It's still up in the air when the new proposed rule for the most popular program of the accountable care organization (ACO), the Medicare Shared Savings Program (MSSP), will go into effect. Back on July 3, the Centers for Medicare & Medicaid Services issued its 2015 Physician Fee Schedule, adding revisions to the MSSP.
While early results from both public and private ACOs show promise of improving care while reducing costs, the Morning Consult highlights three questions about the future of ACOs that remain unanswered, including:
Who takes the cake: Physician or hospital-led ACOs?
Hospitals seem like the obvious choice to lead MSSP ACOs, the article notes. Compared with physician groups, hospitals typically have greater access to electronic data and better analytic capabilities. But it turns out that physician-led groups that run ACOs have clearer incentives and stronger relationships with their patients, notes the Morning Consult.
Meanwhile, many payers--including Humana and Atrius Health, which launched its own ACO in 2012--are skipping to the head of the line by crafting their own accountable care models, as FierceHealthPayer has reported.
Will ACOs ever take off their training wheels?
The intricacies of ACOs can be daunting for providers. Many providers struggle to understand the basics, such as how to collect data across the entire healthcare system. But, the article notes, other providers view ACOs as a stepping stone to establishing their own health plans.

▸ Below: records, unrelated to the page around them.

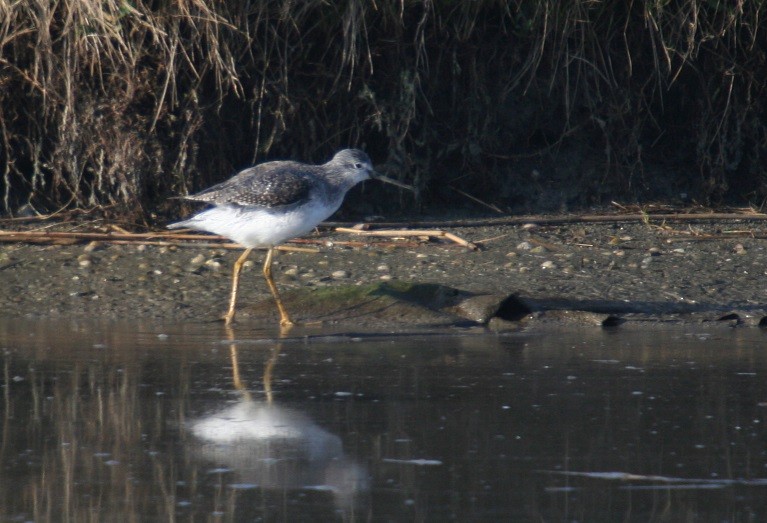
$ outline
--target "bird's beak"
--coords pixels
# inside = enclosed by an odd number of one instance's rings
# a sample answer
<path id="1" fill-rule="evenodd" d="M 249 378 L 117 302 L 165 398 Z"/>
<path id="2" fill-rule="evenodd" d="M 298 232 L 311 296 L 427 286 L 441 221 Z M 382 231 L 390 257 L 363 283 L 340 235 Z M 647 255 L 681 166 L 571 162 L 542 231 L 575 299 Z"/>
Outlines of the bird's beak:
<path id="1" fill-rule="evenodd" d="M 397 187 L 401 189 L 407 189 L 408 191 L 415 192 L 415 188 L 412 185 L 407 185 L 402 182 L 398 182 L 394 178 L 389 178 L 388 176 L 384 176 L 383 174 L 373 171 L 370 173 L 370 177 L 374 180 L 381 180 L 382 182 L 390 183 L 392 185 L 396 185 Z"/>

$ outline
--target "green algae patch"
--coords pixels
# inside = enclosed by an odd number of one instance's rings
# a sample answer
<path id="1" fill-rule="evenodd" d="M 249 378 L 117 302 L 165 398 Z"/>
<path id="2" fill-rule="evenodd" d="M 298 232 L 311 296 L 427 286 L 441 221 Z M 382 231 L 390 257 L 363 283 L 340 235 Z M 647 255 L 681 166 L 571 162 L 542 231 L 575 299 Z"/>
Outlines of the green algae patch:
<path id="1" fill-rule="evenodd" d="M 285 307 L 300 322 L 456 325 L 469 320 L 448 309 L 466 293 L 433 283 L 380 282 L 295 289 L 282 294 Z M 249 308 L 276 318 L 272 300 Z"/>

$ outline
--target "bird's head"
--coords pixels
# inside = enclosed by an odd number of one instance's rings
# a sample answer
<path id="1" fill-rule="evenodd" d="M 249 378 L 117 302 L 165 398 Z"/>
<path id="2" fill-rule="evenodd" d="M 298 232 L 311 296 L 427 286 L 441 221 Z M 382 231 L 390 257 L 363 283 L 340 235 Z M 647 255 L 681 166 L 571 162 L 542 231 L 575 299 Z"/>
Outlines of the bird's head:
<path id="1" fill-rule="evenodd" d="M 370 160 L 370 156 L 365 151 L 359 149 L 342 149 L 338 151 L 329 164 L 340 170 L 343 170 L 346 176 L 353 180 L 352 185 L 356 185 L 359 182 L 373 178 L 374 180 L 381 180 L 382 182 L 390 183 L 412 191 L 413 188 L 404 183 L 400 183 L 397 180 L 388 178 L 373 168 L 373 162 Z"/>

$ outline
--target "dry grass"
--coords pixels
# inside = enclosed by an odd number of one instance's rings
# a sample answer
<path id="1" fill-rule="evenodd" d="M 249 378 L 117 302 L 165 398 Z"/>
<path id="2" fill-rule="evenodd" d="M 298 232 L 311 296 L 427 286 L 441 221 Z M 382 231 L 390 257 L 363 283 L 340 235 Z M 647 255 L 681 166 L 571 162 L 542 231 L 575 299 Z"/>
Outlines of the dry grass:
<path id="1" fill-rule="evenodd" d="M 703 199 L 759 202 L 764 12 L 716 0 L 2 2 L 2 207 L 146 217 L 247 164 L 346 145 L 434 201 L 464 192 L 507 209 L 565 182 L 592 203 L 650 194 L 652 171 Z"/>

Again, payers are taking the lead in this arena, as well. For example, to address data coordination, many insurers and providers are developing data integration strategies to allow for real-time care coordination and data monitoring.
Humana also understands the need to marry providers' clinical expertise with Humana's business views to drive ACOs and integrated care, Humana Chief Medical Officer Roy Beveridge told FierceHealthPayer in an exclusive interview earlier this year.